BOC: Marsha's Plan
Ted Jackson jr. EL84
tojackso at LIBRARY.SYR.EDU
Wed Apr 23 11:12:52 EDT 1997
> From: John A Swartz <jswartz at MBUNIX.MITRE.ORG>
> >I'd say that like most of the biggest failures BOC had this song was also
> my fault.
>
> And most of BOC's biggest successes too, other than the commercial
> success of "the big 3" maybe. But, when you write as much of the
> material as you did, that's the price you pay I guess.
>
Amen! Al, BOC's biggest failure was ousting you from the band! I
bet my guitar collection that if Al was still in BOC, the band would
be a hell of a lot more viable...
> To me, "The Marshall Plan" is an o.k. song (when I was a teen myself, I
> liked it a lot more - maybe I could identify with it better, having my
> own dreams of rock stardom), but probably shouldn't have been released
> as a single - because it was sort of not really representative of BOC.
> I understand it was a different time, and record companies are looking
> to get singles out, but CE had some many good heavy tunes that were
> more in line with the classic BOC sound.
>
You have to consider it in the context Al suggested: a
tongue-in-cheek sendup. And BD's gtr playing is out of this world on
it...
> >We all knew that there wasn't anything commercial on the album
>
> Probably true enough - too bad that "non-commercial" stuff doesn't
> get played more often - people don't know what they're missing...
>
Exactly the reason BOC was such a great band. They experimented,
they grew, they digressed. Some of it worked, some didn't, but they
always took their chances. This is the thing Al appreciates: that
true fans will accept experimentation as long as it's quality music.

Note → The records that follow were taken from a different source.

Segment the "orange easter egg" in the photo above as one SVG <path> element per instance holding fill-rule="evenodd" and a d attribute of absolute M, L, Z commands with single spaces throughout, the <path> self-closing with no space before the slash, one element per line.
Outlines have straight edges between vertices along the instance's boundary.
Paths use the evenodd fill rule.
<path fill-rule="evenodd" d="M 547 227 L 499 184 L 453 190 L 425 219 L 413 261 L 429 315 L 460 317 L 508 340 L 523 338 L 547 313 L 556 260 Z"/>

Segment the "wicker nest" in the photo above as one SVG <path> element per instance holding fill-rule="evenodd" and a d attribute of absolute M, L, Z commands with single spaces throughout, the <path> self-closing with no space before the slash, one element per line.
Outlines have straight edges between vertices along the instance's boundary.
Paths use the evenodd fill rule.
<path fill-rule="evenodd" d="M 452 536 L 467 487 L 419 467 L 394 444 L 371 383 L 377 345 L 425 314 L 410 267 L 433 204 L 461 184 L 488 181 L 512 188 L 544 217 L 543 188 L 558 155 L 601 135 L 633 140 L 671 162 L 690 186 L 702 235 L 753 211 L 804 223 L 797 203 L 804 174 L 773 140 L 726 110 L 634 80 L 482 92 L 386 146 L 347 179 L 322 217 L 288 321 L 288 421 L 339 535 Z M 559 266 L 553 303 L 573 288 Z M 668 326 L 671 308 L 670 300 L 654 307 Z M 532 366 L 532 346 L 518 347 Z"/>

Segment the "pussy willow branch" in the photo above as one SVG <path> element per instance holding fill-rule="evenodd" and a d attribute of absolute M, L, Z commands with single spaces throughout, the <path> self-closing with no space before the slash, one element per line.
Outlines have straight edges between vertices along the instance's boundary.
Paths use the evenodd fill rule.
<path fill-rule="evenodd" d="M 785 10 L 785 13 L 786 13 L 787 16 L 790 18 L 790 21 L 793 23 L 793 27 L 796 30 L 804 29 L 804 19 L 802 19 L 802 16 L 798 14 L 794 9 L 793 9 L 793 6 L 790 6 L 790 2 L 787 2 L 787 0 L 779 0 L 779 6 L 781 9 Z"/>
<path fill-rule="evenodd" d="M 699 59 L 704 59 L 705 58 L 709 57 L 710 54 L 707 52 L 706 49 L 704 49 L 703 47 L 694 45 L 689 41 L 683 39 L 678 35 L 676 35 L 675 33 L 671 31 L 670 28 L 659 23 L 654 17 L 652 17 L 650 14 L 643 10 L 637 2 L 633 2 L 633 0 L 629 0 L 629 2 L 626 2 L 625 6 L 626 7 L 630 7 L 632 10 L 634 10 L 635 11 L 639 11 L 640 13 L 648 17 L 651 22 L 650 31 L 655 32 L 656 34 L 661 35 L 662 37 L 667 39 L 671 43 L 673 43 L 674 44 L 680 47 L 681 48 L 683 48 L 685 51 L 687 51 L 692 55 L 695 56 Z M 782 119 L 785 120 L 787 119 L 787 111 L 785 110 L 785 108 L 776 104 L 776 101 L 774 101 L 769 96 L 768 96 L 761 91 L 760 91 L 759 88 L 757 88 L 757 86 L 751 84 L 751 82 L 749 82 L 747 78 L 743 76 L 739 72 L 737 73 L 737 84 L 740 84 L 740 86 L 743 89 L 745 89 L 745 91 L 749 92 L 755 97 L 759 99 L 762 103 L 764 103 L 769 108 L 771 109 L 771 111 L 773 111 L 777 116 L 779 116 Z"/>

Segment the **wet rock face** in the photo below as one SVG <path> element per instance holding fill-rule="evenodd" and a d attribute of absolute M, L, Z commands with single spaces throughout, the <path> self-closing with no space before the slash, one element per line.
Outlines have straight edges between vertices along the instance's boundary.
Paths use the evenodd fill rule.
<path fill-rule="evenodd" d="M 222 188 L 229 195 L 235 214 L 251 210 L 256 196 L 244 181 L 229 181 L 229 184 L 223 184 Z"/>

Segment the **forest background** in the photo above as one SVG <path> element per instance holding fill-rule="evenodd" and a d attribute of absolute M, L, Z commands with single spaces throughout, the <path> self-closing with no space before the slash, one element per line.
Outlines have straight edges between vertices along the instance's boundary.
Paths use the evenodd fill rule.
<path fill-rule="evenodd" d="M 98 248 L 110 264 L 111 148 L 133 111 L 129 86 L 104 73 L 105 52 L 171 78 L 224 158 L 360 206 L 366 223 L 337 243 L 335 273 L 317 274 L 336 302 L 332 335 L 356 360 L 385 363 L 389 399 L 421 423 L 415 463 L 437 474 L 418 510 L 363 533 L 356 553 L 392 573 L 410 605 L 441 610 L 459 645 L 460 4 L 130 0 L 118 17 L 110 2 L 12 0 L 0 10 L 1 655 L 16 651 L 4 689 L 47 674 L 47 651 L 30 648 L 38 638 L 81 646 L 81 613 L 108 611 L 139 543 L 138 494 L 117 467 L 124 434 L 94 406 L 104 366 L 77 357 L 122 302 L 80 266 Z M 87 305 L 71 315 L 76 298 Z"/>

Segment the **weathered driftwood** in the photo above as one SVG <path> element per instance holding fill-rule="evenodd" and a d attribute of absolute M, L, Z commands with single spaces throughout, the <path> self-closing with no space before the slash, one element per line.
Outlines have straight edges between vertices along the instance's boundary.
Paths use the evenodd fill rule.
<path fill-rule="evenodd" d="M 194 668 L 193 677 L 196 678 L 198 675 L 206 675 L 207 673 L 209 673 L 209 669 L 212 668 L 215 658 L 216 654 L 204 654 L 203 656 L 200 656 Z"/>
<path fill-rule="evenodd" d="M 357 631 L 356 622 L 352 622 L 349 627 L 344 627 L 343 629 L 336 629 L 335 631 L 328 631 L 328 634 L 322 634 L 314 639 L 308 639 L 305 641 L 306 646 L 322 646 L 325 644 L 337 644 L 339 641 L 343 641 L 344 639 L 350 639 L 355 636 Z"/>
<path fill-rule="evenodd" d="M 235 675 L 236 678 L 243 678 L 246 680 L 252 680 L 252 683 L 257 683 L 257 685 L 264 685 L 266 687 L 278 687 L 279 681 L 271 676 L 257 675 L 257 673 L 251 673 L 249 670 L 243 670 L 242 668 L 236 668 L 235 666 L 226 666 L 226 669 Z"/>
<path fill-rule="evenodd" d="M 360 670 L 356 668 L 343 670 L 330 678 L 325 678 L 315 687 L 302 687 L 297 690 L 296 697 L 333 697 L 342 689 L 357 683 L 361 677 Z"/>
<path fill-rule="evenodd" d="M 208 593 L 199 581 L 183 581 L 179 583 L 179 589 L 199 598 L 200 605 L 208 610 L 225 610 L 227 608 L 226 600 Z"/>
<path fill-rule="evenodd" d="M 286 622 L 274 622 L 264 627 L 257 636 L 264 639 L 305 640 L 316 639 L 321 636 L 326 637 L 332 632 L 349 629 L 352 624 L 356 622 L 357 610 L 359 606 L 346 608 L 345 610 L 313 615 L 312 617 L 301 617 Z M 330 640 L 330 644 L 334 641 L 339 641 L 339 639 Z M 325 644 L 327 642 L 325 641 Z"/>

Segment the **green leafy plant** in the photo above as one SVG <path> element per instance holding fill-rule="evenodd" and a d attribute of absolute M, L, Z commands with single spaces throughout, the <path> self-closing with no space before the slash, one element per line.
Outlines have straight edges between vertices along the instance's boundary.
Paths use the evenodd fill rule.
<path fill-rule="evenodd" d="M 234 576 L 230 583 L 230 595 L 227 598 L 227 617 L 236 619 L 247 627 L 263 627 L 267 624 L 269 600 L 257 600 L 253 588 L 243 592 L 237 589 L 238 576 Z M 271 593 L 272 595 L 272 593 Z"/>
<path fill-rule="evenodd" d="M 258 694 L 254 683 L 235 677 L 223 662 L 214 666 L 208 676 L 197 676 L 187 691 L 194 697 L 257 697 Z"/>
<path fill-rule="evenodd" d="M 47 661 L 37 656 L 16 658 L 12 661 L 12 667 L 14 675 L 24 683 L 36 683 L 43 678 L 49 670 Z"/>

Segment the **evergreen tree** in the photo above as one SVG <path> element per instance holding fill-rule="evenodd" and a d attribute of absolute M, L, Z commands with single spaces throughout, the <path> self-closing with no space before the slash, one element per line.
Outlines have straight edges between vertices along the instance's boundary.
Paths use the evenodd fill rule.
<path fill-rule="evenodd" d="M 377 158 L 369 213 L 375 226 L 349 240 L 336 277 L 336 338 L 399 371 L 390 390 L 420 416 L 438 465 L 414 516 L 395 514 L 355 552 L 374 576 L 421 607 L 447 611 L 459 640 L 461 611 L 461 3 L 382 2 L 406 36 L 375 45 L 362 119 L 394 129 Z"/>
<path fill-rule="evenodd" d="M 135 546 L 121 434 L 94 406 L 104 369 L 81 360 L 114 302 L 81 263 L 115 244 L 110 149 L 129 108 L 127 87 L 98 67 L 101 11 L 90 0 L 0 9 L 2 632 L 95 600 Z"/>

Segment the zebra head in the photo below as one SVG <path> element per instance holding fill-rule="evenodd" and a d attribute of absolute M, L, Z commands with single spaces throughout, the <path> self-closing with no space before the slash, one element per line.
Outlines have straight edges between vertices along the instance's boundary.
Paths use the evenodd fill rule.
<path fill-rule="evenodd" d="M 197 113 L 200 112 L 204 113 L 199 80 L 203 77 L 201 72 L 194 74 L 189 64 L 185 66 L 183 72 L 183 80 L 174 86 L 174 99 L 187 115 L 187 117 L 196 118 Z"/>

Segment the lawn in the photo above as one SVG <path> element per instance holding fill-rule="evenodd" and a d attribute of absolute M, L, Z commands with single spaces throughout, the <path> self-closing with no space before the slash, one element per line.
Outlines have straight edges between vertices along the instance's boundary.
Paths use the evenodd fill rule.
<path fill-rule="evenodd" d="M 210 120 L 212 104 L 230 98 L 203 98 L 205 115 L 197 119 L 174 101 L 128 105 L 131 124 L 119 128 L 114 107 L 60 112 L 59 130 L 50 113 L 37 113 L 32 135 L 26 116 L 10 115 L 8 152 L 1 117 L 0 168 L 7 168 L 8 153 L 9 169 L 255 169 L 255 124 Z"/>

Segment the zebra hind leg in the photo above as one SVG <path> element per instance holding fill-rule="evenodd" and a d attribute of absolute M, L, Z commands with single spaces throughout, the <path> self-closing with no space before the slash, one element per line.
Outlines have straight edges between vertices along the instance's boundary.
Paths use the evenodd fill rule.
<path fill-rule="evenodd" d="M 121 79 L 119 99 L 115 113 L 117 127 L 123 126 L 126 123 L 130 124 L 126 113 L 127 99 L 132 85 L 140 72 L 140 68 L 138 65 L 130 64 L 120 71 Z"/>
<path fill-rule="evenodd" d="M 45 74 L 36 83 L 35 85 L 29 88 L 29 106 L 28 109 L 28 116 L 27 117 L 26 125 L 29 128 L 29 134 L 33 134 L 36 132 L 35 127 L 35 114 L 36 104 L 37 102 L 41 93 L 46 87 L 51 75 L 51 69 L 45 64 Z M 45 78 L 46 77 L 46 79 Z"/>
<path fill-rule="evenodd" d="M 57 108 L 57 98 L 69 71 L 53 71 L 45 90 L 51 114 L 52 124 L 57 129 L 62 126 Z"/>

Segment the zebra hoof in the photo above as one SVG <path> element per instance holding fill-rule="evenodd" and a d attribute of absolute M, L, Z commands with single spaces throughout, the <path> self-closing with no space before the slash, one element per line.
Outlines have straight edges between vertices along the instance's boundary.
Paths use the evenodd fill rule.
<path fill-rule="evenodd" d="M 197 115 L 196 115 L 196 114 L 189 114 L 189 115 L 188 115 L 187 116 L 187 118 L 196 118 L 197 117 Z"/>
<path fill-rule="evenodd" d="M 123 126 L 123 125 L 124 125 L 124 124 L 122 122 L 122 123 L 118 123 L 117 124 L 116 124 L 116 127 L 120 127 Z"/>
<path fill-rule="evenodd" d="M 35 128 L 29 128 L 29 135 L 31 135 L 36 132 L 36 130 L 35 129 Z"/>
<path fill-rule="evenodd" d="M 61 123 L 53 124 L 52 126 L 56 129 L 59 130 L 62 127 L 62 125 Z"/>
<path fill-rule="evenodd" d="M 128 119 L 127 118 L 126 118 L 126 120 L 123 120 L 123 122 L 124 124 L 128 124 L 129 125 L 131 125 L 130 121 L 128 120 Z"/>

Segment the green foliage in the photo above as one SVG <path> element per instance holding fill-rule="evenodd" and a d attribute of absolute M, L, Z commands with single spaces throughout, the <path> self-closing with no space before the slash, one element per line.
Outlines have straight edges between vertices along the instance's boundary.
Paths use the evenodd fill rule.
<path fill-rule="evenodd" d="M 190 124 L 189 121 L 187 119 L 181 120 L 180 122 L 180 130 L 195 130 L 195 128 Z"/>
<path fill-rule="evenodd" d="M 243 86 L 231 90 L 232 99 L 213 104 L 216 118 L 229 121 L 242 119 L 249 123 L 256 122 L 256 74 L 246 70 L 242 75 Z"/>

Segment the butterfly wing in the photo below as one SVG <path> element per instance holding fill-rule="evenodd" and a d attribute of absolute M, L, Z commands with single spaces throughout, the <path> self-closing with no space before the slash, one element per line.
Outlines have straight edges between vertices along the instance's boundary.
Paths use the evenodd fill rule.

3OC doesn't seem to grasp this. They seem so aimless nowadays...
>
> >there seemed to be so much squabbling about the
> royalties we should try to write a song all together. Make a completely
> democratic tune, improve morale, share the wealth, ya know, bond
> artisticly
>
> Hmm... care to elaborate? Sounds like things weren't happy on the
> good ship BOC around this time. Were you all trying to get more of
I think EB was desperate around this time. The others were all
contributing, and EB was stagnant. And I think he rsented Al's
contribution to the band. Oddly, he seemed to accept BD as a
dominant force, but not Al. Personal animosity bet. the two?
> your own songs on each record to get more royalties for yourselves
> as individuals? How were these things mediated? I've often wondered
Good point...Does the producer then settle the tiebreakers?
> about Allen's contributions, or rather, lack of them after *Mirrors*.
> Did he just stop writing, or did he just not fight enough to get his
> stuff on the albums? Even after you left, and BOC started struggling
> to come up with songs, Allen didn't seem to contribute much in the
> way of songwriting. There were rumors a year or so ago to the effect
> that "Allen is writing again", although I don't know if he has any
> songwriting contributions to "the Wheel".
>
>
> John
Al, what of the incredible shinking Allen?